Are most published research findings false? Why should we care? And is there anything we can do about it? In this talk I will give an overview of some practical solutions such as open science and good research practices that can help make our research findings more robust. While there are a number of solutions that can be implemented by individual researchers, there are wider issues, for example around skills training and incentives, that require cultural change. To lobby for this change we have started the cross-divisional initiative Reproducible Research Oxford and I will briefly outline our current and planned activities.

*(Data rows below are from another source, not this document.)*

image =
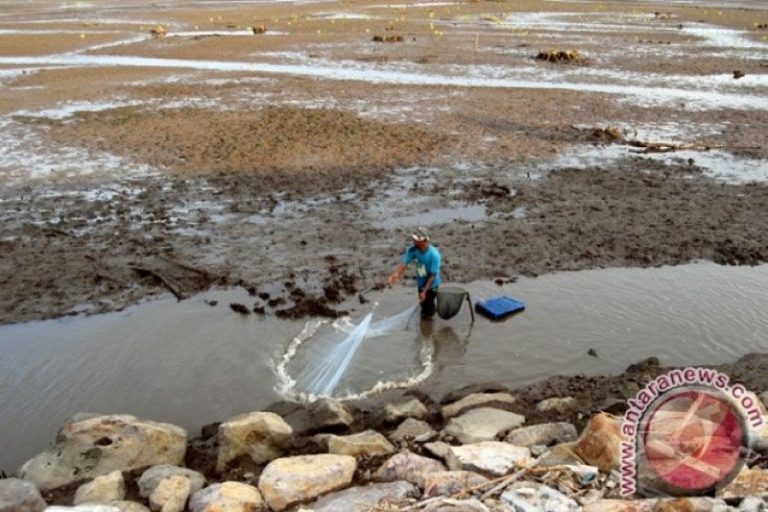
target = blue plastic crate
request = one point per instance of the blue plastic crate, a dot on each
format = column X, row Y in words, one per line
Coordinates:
column 499, row 307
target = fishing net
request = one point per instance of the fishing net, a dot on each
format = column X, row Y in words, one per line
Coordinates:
column 337, row 347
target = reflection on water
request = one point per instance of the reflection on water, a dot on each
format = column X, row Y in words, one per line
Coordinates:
column 191, row 364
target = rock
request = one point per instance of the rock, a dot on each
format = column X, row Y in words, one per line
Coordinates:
column 226, row 497
column 324, row 415
column 360, row 499
column 560, row 454
column 20, row 496
column 170, row 495
column 129, row 506
column 152, row 477
column 447, row 483
column 452, row 505
column 620, row 506
column 103, row 489
column 493, row 457
column 366, row 443
column 407, row 466
column 545, row 433
column 439, row 449
column 413, row 429
column 482, row 424
column 405, row 408
column 534, row 497
column 564, row 404
column 291, row 480
column 263, row 436
column 600, row 442
column 749, row 482
column 474, row 400
column 99, row 445
column 752, row 504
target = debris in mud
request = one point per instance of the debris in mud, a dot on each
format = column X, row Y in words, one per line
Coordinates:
column 309, row 307
column 561, row 56
column 610, row 133
column 158, row 32
column 388, row 39
column 239, row 308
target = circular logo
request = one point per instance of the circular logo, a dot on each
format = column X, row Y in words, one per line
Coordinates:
column 691, row 440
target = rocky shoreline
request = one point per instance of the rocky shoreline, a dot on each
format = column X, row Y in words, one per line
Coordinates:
column 551, row 446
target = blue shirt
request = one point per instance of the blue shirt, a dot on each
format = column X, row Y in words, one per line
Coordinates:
column 427, row 263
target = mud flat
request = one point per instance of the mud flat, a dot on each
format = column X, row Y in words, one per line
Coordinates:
column 134, row 164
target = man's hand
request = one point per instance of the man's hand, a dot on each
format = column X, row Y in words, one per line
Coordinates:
column 395, row 276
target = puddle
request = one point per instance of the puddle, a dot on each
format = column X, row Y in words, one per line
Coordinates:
column 190, row 364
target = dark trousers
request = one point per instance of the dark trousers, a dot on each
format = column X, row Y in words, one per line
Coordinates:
column 428, row 306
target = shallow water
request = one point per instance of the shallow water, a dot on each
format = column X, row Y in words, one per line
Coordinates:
column 191, row 364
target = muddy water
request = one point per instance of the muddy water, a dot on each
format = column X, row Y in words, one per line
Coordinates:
column 191, row 363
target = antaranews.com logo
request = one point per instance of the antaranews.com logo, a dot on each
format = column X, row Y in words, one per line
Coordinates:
column 687, row 432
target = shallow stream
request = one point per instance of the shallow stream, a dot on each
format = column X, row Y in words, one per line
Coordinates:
column 190, row 363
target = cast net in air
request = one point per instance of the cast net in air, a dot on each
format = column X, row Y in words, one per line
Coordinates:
column 324, row 368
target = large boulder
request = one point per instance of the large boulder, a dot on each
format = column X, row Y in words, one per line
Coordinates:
column 262, row 436
column 482, row 424
column 226, row 497
column 448, row 483
column 490, row 457
column 170, row 495
column 290, row 480
column 407, row 466
column 362, row 499
column 600, row 442
column 95, row 446
column 533, row 497
column 152, row 477
column 20, row 496
column 407, row 407
column 475, row 400
column 103, row 489
column 368, row 443
column 542, row 434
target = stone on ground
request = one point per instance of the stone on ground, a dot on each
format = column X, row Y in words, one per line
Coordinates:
column 226, row 497
column 18, row 495
column 290, row 480
column 361, row 499
column 262, row 436
column 368, row 443
column 490, row 457
column 475, row 400
column 98, row 445
column 153, row 476
column 103, row 489
column 409, row 467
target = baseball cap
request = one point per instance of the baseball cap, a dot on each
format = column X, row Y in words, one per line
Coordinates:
column 420, row 235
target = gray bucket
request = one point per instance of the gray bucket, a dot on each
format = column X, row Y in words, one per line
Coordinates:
column 449, row 301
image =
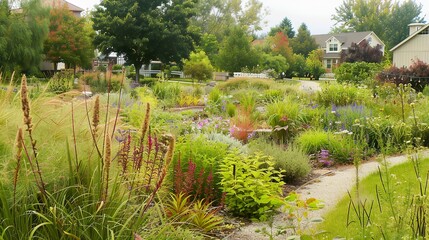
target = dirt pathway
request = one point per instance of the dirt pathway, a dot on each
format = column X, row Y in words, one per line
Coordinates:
column 329, row 188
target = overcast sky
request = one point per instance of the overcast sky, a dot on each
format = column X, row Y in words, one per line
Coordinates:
column 315, row 13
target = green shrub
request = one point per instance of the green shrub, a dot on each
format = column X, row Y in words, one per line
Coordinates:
column 341, row 95
column 252, row 187
column 417, row 75
column 285, row 118
column 168, row 92
column 272, row 95
column 61, row 82
column 341, row 148
column 357, row 72
column 242, row 83
column 391, row 135
column 343, row 117
column 313, row 141
column 291, row 160
column 199, row 157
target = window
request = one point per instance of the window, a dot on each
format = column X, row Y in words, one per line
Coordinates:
column 328, row 63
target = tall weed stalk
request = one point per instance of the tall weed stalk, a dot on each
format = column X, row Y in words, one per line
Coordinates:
column 92, row 201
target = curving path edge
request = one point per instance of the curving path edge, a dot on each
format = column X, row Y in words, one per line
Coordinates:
column 329, row 188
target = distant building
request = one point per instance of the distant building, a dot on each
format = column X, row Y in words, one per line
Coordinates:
column 415, row 46
column 334, row 44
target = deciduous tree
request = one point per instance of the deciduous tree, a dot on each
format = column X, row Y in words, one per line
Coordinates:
column 198, row 66
column 22, row 34
column 314, row 64
column 279, row 44
column 218, row 16
column 285, row 26
column 145, row 30
column 236, row 52
column 70, row 39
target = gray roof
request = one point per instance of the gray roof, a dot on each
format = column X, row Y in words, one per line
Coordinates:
column 409, row 37
column 346, row 38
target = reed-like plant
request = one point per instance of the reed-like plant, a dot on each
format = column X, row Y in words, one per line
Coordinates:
column 93, row 198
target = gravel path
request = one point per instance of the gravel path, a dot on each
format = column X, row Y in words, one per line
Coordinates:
column 329, row 188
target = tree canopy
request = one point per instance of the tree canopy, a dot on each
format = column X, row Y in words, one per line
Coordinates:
column 285, row 26
column 236, row 51
column 218, row 16
column 388, row 19
column 22, row 35
column 303, row 43
column 314, row 64
column 198, row 66
column 362, row 52
column 70, row 39
column 145, row 30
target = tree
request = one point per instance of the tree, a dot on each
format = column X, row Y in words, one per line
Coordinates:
column 236, row 52
column 285, row 26
column 314, row 64
column 277, row 63
column 70, row 39
column 218, row 16
column 279, row 44
column 362, row 52
column 198, row 66
column 303, row 43
column 298, row 66
column 22, row 35
column 209, row 45
column 389, row 20
column 145, row 30
column 408, row 12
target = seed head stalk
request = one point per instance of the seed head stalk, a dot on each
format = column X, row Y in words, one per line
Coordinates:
column 28, row 122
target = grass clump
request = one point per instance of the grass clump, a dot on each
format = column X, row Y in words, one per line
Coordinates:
column 292, row 161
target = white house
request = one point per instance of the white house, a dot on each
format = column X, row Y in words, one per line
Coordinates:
column 415, row 46
column 334, row 44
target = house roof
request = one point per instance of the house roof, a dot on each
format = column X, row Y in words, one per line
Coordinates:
column 410, row 37
column 346, row 38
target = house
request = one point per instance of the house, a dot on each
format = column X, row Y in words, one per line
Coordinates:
column 415, row 46
column 334, row 44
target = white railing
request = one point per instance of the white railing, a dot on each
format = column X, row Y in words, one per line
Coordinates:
column 148, row 73
column 251, row 75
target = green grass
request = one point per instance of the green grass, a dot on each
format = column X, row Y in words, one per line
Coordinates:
column 404, row 185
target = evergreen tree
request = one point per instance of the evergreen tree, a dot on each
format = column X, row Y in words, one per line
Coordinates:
column 22, row 34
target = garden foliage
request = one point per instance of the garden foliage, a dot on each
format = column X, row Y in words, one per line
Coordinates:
column 251, row 184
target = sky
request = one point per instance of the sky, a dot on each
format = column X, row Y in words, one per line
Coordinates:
column 316, row 14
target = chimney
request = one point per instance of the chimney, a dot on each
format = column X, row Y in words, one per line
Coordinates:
column 414, row 27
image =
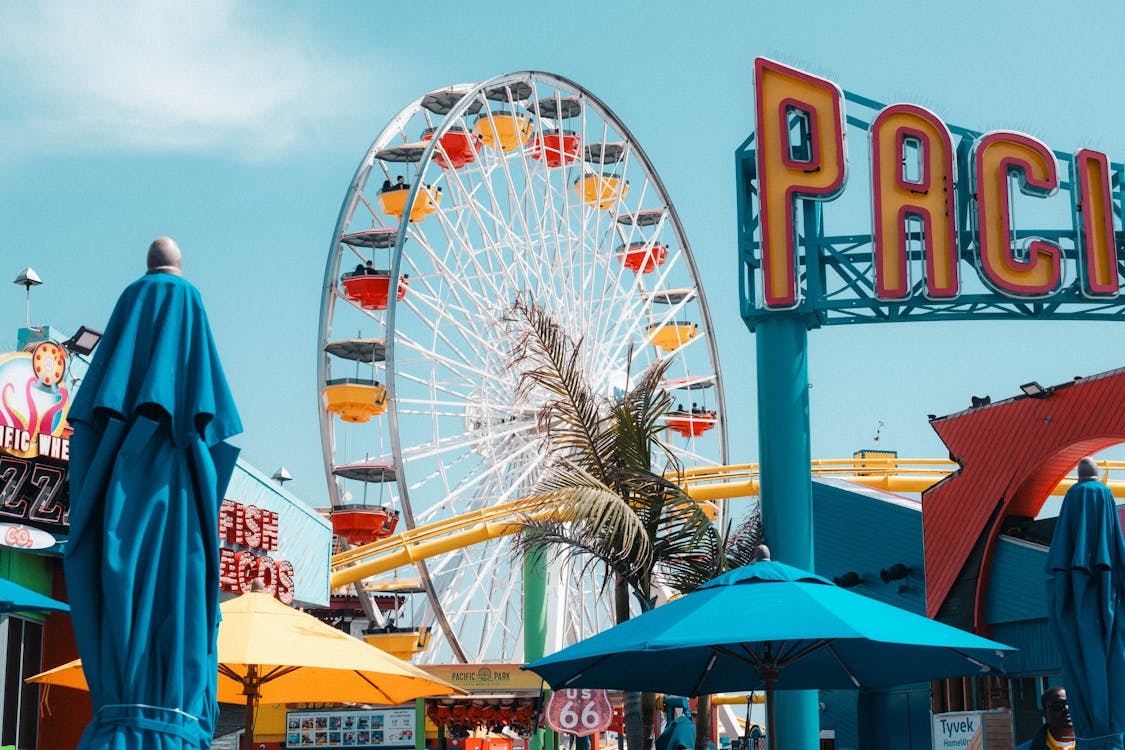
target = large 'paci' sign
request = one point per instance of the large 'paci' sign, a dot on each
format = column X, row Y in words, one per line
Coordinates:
column 801, row 154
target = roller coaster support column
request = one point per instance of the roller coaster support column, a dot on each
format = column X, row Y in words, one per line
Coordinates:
column 534, row 620
column 786, row 486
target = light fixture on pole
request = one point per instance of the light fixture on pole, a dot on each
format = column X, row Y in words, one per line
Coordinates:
column 1035, row 390
column 83, row 341
column 27, row 279
column 281, row 476
column 898, row 571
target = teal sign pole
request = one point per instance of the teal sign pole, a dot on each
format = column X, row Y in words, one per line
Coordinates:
column 786, row 486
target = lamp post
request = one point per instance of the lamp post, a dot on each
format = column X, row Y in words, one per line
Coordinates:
column 27, row 279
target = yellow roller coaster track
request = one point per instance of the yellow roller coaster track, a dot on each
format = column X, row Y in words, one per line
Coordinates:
column 704, row 485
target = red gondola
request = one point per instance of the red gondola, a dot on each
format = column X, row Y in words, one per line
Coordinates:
column 691, row 425
column 362, row 525
column 457, row 147
column 642, row 258
column 370, row 290
column 556, row 147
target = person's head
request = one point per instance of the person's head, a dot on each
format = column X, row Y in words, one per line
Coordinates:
column 164, row 256
column 1056, row 713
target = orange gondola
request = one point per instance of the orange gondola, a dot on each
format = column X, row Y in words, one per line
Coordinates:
column 371, row 290
column 641, row 256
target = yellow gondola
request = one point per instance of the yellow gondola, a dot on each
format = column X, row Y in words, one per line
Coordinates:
column 393, row 202
column 601, row 190
column 671, row 336
column 354, row 399
column 503, row 130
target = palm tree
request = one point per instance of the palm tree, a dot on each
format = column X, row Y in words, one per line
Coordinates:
column 615, row 511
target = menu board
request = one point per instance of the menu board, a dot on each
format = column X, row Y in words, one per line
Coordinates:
column 372, row 729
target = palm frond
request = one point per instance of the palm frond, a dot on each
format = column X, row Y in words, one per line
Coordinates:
column 588, row 515
column 574, row 417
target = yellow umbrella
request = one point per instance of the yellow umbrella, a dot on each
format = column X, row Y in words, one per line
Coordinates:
column 272, row 653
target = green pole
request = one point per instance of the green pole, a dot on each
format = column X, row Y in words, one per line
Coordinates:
column 784, row 457
column 534, row 621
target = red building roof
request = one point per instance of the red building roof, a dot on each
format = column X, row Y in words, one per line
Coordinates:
column 1011, row 454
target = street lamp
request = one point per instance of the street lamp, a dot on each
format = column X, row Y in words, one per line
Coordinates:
column 27, row 279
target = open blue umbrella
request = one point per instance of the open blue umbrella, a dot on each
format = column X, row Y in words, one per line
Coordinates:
column 15, row 597
column 773, row 626
column 149, row 469
column 1086, row 610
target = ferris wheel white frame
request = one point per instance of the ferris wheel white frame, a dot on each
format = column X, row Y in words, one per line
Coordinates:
column 395, row 132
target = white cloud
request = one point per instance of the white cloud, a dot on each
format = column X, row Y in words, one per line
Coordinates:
column 169, row 75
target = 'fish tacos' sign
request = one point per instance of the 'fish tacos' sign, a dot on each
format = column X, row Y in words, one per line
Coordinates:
column 942, row 201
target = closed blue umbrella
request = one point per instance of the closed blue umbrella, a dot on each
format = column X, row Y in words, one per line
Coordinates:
column 15, row 597
column 149, row 469
column 1086, row 610
column 774, row 626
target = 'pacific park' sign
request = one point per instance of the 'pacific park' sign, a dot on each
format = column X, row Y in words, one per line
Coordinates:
column 934, row 202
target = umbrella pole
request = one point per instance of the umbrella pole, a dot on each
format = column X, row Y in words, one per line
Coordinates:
column 770, row 676
column 251, row 689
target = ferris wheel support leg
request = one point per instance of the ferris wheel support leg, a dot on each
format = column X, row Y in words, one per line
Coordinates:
column 534, row 620
column 786, row 486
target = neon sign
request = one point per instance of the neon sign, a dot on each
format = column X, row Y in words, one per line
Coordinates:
column 937, row 204
column 34, row 437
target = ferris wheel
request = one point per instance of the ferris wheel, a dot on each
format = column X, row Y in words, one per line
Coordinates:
column 523, row 187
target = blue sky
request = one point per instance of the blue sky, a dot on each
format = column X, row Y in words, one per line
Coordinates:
column 236, row 127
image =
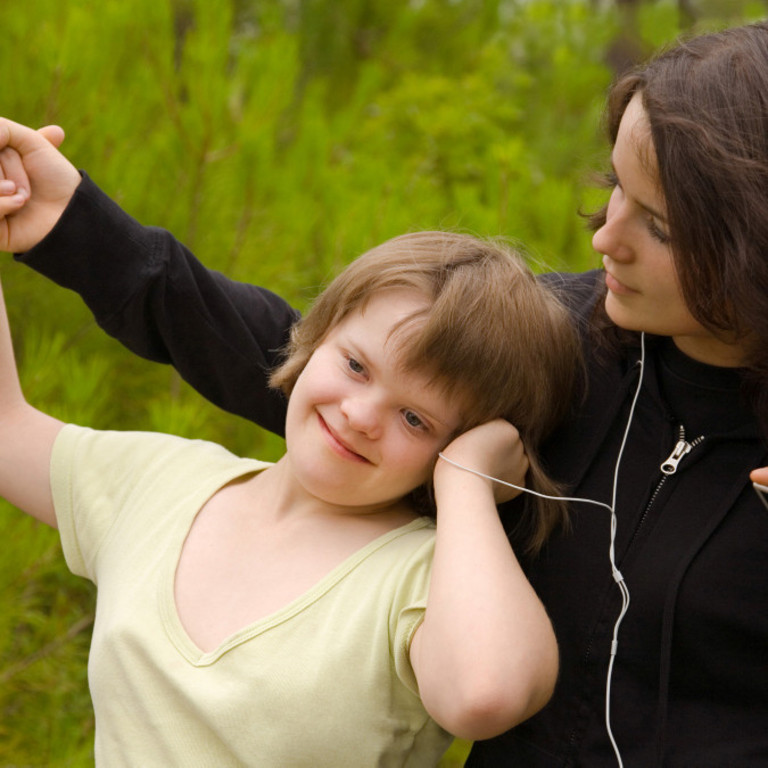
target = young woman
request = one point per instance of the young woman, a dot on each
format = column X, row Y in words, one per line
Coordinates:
column 307, row 613
column 675, row 331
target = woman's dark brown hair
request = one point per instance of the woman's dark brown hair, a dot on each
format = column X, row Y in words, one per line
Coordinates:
column 707, row 106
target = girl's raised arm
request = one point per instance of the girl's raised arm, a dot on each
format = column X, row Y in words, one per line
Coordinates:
column 485, row 656
column 26, row 439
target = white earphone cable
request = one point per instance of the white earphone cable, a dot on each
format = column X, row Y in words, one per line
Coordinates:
column 617, row 576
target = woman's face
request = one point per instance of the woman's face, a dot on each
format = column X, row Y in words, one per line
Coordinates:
column 643, row 290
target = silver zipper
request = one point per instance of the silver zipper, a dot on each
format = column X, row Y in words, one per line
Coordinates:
column 682, row 448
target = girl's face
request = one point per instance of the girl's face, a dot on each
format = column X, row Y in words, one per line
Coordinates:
column 361, row 433
column 643, row 290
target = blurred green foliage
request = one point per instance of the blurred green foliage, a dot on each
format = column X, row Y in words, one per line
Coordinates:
column 278, row 139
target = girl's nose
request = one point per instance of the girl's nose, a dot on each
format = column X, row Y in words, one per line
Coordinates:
column 363, row 414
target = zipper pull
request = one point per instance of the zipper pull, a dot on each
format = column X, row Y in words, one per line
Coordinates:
column 682, row 447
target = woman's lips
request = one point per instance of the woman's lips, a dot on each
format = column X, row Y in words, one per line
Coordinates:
column 616, row 286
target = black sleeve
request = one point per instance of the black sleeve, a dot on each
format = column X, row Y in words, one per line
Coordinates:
column 149, row 292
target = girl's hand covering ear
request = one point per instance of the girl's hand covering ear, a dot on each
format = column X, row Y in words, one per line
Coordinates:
column 493, row 449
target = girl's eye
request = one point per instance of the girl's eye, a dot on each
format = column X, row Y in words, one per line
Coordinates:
column 413, row 420
column 354, row 366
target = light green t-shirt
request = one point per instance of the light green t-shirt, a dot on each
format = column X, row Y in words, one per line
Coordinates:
column 325, row 681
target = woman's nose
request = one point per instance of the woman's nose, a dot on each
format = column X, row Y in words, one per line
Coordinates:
column 614, row 238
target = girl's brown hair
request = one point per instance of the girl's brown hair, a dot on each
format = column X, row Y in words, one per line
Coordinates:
column 707, row 106
column 491, row 334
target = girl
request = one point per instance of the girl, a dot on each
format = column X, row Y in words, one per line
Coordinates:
column 308, row 613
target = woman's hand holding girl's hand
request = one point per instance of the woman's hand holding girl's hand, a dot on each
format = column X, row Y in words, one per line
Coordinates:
column 494, row 449
column 36, row 184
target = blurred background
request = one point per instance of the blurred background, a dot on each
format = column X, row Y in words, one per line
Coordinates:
column 279, row 139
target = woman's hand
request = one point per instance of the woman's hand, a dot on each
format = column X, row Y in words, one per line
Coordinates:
column 36, row 184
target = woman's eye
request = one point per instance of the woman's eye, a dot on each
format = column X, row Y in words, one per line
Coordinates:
column 413, row 420
column 657, row 233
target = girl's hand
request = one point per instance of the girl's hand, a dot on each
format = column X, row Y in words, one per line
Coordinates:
column 494, row 449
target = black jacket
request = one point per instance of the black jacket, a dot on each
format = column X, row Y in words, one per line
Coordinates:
column 690, row 678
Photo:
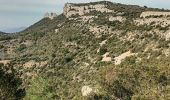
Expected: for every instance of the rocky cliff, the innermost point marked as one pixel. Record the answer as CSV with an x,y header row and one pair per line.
x,y
74,9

Same Data - Different Software - Different Results? Analytic Variability of Group fMRI Results- Alex Bowring, DPhil student

A wealth of analysis tools are available to fMRI researchers in order to extract patterns of task variation and, ultimately, understand cognitive function. However, this ‘methodological plurality’ comes with a drawback. While conceptually similar, two different analysis pipelines applied on the same dataset may not produce the same scientific results. Differences in methods, implementations across software, and even operating systems or software versions all contribute to this variability. Consequently, attention in the field has recently been directed to reproducibility and data sharing.

In this work, our goal is to understand how choice of software package impacts on analysis results. We use publicly shared data from three published task fMRI neuroimaging studies, reanalyzing each study using the three main neuroimaging software packages, AFNI, FSL and SPM, using parametric and nonparametric inference. We obtain all information on how to process, analyze, and model each dataset from the publications. We make quantitative and qualitative comparisons between our replications to gauge the scale of variability in our results and assess the fundamental differences between each software package. Qualitatively we find similarities between packages, backed up by Neurosynth association analyses that correlate similar words and phrases to all three software package’s unthresholded results for each of the studies we reanalyze. However, we also discover marked differences, such as Dice similarity coefficients ranging from 0.000 - 0.684 in comparisons of thresholded statistic maps between software. We discuss the challenges involved in trying to reanalyse the published studies, and highlight our efforts to make this research reproducible.